Separately, UK courts have convicted 32 people who had travelled to Syria and/or Iraq as IS fighters for terrorism offences.
When does the UK recognise genocide?
Genocide is defined in the 1948 genocide convention (PDF) and refers to acts committed to destroy a national, ethical, racial or religious group by:
- killing members of the group
- causing serious bodily or mental harm to members of the group
- deliberately inflicting on the group conditions of life calculated to bring about its physical destruction in whole or in part
- imposing measures intended to prevent births within the group, or
- forcibly transferring children of the group to another group.
Each state has its own process for acknowledging genocide.
The UK Government says its position on acknowledging genocide: “has always been that determinations of genocide should be made by competent courts, rather than by governments or non-judicial bodies [such as parliament].”
The UK Government recognises only the four actions mentioned above as constituting genocide, in addition to that against the Yazidis.
The Government has stressed its approach does not limit it from taking action against perpetrators and from condemning human rights abuses and other violations.
The House of Commons has resolved that several other actions constitute genocide, including:
The House has also considered the treatment of Armenians in the Ottoman Empire in 1915 to 1916 in a debate in 2015.
The role of courts in UK Government decisions to acknowledge genocide
For the UK Government, ‘competent courts’ include international courts, such as the International Criminal Court and the International Court of Justice, and national criminal courts that meet international standards of due process.
In the 2015 Commons debate on the treatment of the Armenians, Foreign and Commonwealth Office Minister David Lidington also stressed the 1948 UN Convention on Genocide does not apply retrospectively.
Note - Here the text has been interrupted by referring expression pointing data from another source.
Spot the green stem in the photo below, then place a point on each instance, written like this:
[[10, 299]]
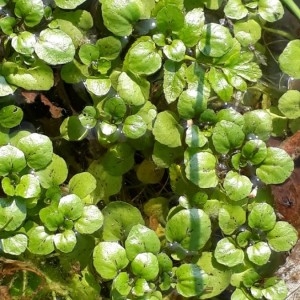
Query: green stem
[[293, 7], [279, 32]]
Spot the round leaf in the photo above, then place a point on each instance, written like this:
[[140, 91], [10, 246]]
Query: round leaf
[[191, 228], [54, 47], [227, 136], [259, 253], [141, 239], [14, 245], [191, 280], [82, 184], [145, 265], [200, 168], [289, 104], [12, 160], [109, 258], [282, 237], [38, 150], [237, 186], [262, 217], [40, 242], [90, 220], [276, 167], [167, 130], [227, 254], [119, 218], [215, 40]]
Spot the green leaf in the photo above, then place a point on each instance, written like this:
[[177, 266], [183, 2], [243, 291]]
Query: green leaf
[[195, 138], [90, 220], [134, 91], [276, 167], [119, 16], [98, 86], [270, 10], [54, 174], [71, 207], [237, 187], [82, 184], [119, 218], [151, 62], [191, 280], [12, 160], [169, 19], [231, 217], [28, 187], [14, 245], [219, 84], [227, 136], [262, 217], [38, 76], [32, 11], [227, 254], [167, 130], [191, 228], [254, 125], [10, 116], [145, 265], [259, 253], [215, 40], [282, 237], [12, 214], [54, 47], [109, 258], [235, 9], [174, 80], [218, 276], [38, 150], [119, 159], [40, 242], [134, 126], [24, 43], [65, 241], [193, 23], [175, 51], [141, 239], [70, 4], [255, 151], [289, 104], [200, 168], [291, 53], [247, 32], [109, 47]]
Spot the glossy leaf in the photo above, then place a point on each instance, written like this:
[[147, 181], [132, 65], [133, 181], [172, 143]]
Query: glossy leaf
[[167, 130], [141, 239], [119, 218], [200, 168], [227, 136], [191, 228], [227, 254], [276, 167], [38, 150], [262, 217], [109, 258], [237, 186], [14, 245], [90, 220], [11, 160], [191, 280], [282, 237], [145, 265], [259, 253]]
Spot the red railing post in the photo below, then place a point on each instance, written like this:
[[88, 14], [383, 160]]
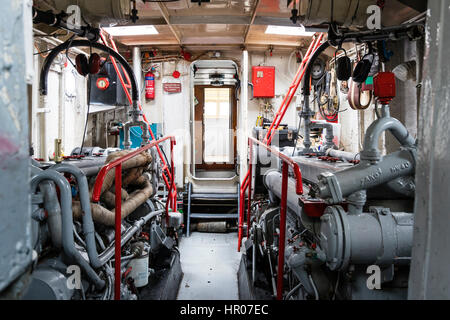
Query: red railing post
[[282, 240], [242, 208], [125, 88], [118, 232], [249, 187]]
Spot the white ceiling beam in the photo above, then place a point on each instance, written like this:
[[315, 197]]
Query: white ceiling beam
[[247, 28], [166, 16]]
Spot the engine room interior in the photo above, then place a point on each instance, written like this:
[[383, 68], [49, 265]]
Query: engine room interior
[[193, 150]]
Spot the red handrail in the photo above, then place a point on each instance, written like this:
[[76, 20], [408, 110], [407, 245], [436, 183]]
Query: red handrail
[[128, 85], [117, 164], [247, 184], [292, 89]]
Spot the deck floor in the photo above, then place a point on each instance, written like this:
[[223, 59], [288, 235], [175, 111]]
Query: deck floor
[[210, 263]]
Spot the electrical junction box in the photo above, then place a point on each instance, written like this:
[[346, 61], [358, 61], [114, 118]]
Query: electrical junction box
[[263, 79]]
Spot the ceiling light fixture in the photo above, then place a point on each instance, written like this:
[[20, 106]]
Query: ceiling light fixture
[[131, 30], [289, 31]]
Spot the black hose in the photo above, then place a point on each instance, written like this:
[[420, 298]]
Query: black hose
[[316, 54], [86, 43]]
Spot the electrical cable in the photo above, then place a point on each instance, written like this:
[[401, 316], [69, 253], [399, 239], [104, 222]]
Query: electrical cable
[[87, 115], [316, 293], [290, 293]]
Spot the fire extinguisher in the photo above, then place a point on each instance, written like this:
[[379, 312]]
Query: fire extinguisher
[[149, 85]]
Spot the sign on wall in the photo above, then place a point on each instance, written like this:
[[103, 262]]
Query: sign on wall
[[172, 87]]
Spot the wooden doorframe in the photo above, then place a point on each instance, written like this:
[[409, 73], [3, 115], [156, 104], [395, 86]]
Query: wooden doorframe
[[199, 93]]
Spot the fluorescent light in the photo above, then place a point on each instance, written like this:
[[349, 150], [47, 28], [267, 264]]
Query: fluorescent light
[[288, 31], [131, 30]]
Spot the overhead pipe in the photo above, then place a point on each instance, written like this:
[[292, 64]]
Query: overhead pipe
[[68, 242], [88, 224], [51, 205], [86, 43]]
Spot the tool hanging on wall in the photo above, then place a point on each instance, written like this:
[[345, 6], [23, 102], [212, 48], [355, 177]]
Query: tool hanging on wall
[[85, 66], [150, 85], [358, 97]]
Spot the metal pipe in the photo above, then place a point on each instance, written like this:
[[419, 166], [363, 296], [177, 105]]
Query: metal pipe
[[273, 180], [344, 155], [106, 255], [364, 175], [88, 224], [282, 237], [370, 150], [118, 233], [137, 66], [86, 43], [51, 205], [68, 243]]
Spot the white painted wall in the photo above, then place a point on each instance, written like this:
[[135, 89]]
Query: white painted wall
[[60, 114]]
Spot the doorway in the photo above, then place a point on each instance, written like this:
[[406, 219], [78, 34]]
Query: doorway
[[215, 117]]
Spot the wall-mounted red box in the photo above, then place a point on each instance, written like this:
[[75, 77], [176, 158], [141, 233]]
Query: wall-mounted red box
[[263, 79]]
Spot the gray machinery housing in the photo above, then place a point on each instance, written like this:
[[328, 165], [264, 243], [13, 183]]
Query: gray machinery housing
[[366, 221]]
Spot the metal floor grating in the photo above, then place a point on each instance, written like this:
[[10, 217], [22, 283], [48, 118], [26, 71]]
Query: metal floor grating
[[210, 263]]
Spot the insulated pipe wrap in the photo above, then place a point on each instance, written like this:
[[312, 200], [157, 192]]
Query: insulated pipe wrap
[[86, 43], [365, 175], [68, 242], [377, 237]]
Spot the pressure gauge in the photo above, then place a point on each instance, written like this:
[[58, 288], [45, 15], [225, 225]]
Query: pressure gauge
[[102, 83]]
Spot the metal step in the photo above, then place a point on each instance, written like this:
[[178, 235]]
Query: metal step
[[215, 196], [211, 196], [214, 215]]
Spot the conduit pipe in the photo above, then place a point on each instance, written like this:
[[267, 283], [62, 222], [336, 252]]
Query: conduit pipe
[[373, 133], [106, 255], [88, 224]]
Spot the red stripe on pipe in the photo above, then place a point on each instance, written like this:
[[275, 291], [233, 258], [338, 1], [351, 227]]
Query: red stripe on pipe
[[282, 237]]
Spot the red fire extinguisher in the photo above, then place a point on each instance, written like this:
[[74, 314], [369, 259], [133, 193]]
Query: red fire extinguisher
[[149, 85]]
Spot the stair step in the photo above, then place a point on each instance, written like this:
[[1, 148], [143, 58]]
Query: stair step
[[218, 196], [214, 215]]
The Holocaust predated the Convention but is recognised because it is considered to be a “direct catalyst” for the Convention (PDF).
In 2013, during a debate on the actions against the Iraqi Kurds, Foreign Office Minister Alistair Burt told the Commons that international court rulings “often plays an important part” in whether the UK recognises an act as genocide. He did not elaborate on what other factors might be considered.
The Government has faced pressure to amend its approach from both the Lords and Commons, in addition to the Foreign Affairs Committee.
Among the criticisms raised are that states accused of genocide may be one of forty countries that are not members of the International Criminal Court (meaning they are not subject to its jurisdiction), that a referral to the court for non-member states could be blocked by a veto of a UN Security Council member, and that the opportunity to recognise genocides when they are ongoing is missed.
Before the Government’s decision in August 2023, two regional German courts, in 2021 and 2022, had ruled IS had committed genocide. Some MPs called for the Government to recognise a genocide following the rulings.
The Government defends its position as one which ensures genocide determinations “are above politics, above lobbying, and above individual political or national interest” and means its references to genocide are “harder to dismiss by those responsible for genocidal acts.”